Poll Reveals New Mexico’s Latinos Concerned About Health of State’s Environment
As the summer of 2011 goes down in the record books as being the summer of the most extreme weather and natural events — months of consecutive days in the triple digits, unprecedented flooding in the northeast, severe drought in the southwest, tornados, hurricanes, earthquakes, etc. – most people understand that the planet is sending a message.
If anything, it’s a message to be better stewards of the planet. A new bipartisan poll of New Mexico’s Latino population’s attitude towards conservation, conducted by the Latino Sustainability Institute and Project New America Latino, reveals that the state’s Latinos know that when the planet is healthy, so are the people who share it.
New Mexico countryside
In the following post, Arturo Sandoval, executive director of the Latino Sustainability Institute, and Jason Leon, managing director of Project New America Latino, share the results of the poll and explain how it clarifies the issues of importance to New Mexico’s Latino population.
Sometimes communities are put into neatly defined categories and politicians work hard to keep them there.
Why? Because it’s easier to develop policy when people are easily defined.
But a new poll commissioned by our organizations is sure to put conventional wisdom on its ear and shake up some of those neatly defined categories when it comes to Latino attitudes toward conservation.
The poll, of 600 New Mexico Hispanic voters across party lines, showed that New Mexico Hispanics have a strong conservation ethic and are very concerned about the health of their state’s environment.
Before, politicians thought Latinos viewed conservation through the environmental-justice and land-use lens. Though those issues are incredibly important, this poll shows a much deeper and more nuanced view of the environment and the importance of conservation.

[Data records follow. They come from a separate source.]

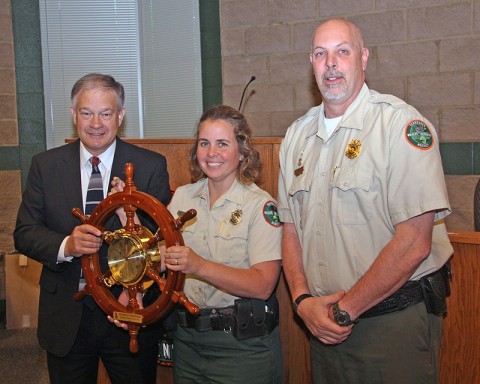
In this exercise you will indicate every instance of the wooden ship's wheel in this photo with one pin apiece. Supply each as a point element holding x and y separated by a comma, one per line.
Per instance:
<point>134,259</point>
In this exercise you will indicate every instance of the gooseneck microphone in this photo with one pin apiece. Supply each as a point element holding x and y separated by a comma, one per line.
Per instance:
<point>244,89</point>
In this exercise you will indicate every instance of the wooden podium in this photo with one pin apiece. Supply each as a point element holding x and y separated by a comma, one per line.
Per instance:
<point>460,354</point>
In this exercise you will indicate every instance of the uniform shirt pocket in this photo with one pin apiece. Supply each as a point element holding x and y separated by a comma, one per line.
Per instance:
<point>231,245</point>
<point>350,197</point>
<point>299,191</point>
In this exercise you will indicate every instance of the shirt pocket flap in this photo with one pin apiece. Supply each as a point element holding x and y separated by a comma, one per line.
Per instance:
<point>300,183</point>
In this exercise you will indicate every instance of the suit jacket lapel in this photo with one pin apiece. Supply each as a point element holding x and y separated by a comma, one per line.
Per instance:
<point>68,170</point>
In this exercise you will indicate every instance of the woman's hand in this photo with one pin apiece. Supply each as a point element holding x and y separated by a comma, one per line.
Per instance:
<point>184,259</point>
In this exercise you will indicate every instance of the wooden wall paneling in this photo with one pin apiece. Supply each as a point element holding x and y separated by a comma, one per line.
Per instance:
<point>460,348</point>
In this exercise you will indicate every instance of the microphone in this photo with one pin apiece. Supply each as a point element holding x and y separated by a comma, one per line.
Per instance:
<point>244,89</point>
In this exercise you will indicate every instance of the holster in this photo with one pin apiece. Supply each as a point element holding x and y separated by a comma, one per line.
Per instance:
<point>255,317</point>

Overwhelmingly, New Mexico Hispanics showed a deep concern for the environment and strong support for effort to protect and preserve threatened land and water resources.
In fact, here are just a few of the key findings from the poll:
Hispanic voters have serious concerns about a wide range of conservation issues, particularly drought and water scarcity, forest fires, pollution of air and water, and the loss of natural wildlife habitats. This includes a total of 91 percent of Hispanics voters concerned about water scarcity and fires and 87 percent expressing concern about pollution in drinking water, lakes and rivers.
Hispanic voters overwhelmingly favor continuing federal funding for the Land and Water Conservation Fund. Seventy-three percent of Hispanics back protecting the fund, which uses royalties collected from off-shore drilling to build local parks and preserve land and water resources such as the Valles Caldera.
There is broad support among Hispanic voters for designating additional public lands as national monuments in New Mexico (58 percent support and 35 percent oppose) and protecting them from development. New Mexico’s National Monuments, such as Carlsbad Caverns, White Sands and Bandelier have created thousands of jobs and attracted millions of visitors to our state since they have been created. Currently, there is a move afoot in the U.S. House of Representatives to limit the President’s ability to designate national monuments, despite more public input into such designations than ever before.
A strong majority of Hispanic voters (54 percent to 34 percent) support limiting how much cattle grazing can be done on public lands in order to protect the land from overuse.
Hispanic voters overwhelmingly support ending the nearly $16 billion a year in federal tax breaks for oil and gas companies, 63 percent to 31 percent.
You can view the entire polling memo at the Latino Sustainability Institute’s web site.
Clearly, politicians and policymakers who take the Hispanic population for granted when it comes to our attitudes on conservation are missing the boat and more importantly, they are missing out on reaching a growing and vital population in the United States.
Issues such as preserving the Land and Water Conservation Fund, which has built thousands of parks and protected millions of acres from development; and ensuring that the Antiquities Act remains a vital mechanism for protecting areas of cultural and natural significance matter to Latinos.
In fact, these issues matter as much as they matter to anyone who sees that clean water and a healthy environment go hand in hand with a desire for jobs and prosperity for all.
Our ultimate hope is for our leaders to realize that the conservation ethic cuts across racial, ethnic or cultural divides, and that just because a community has not traditionally been outwardly vocal about the importance of conservation, that does not mean it’s not important to that community.
The proof, as they say, is in the numbers.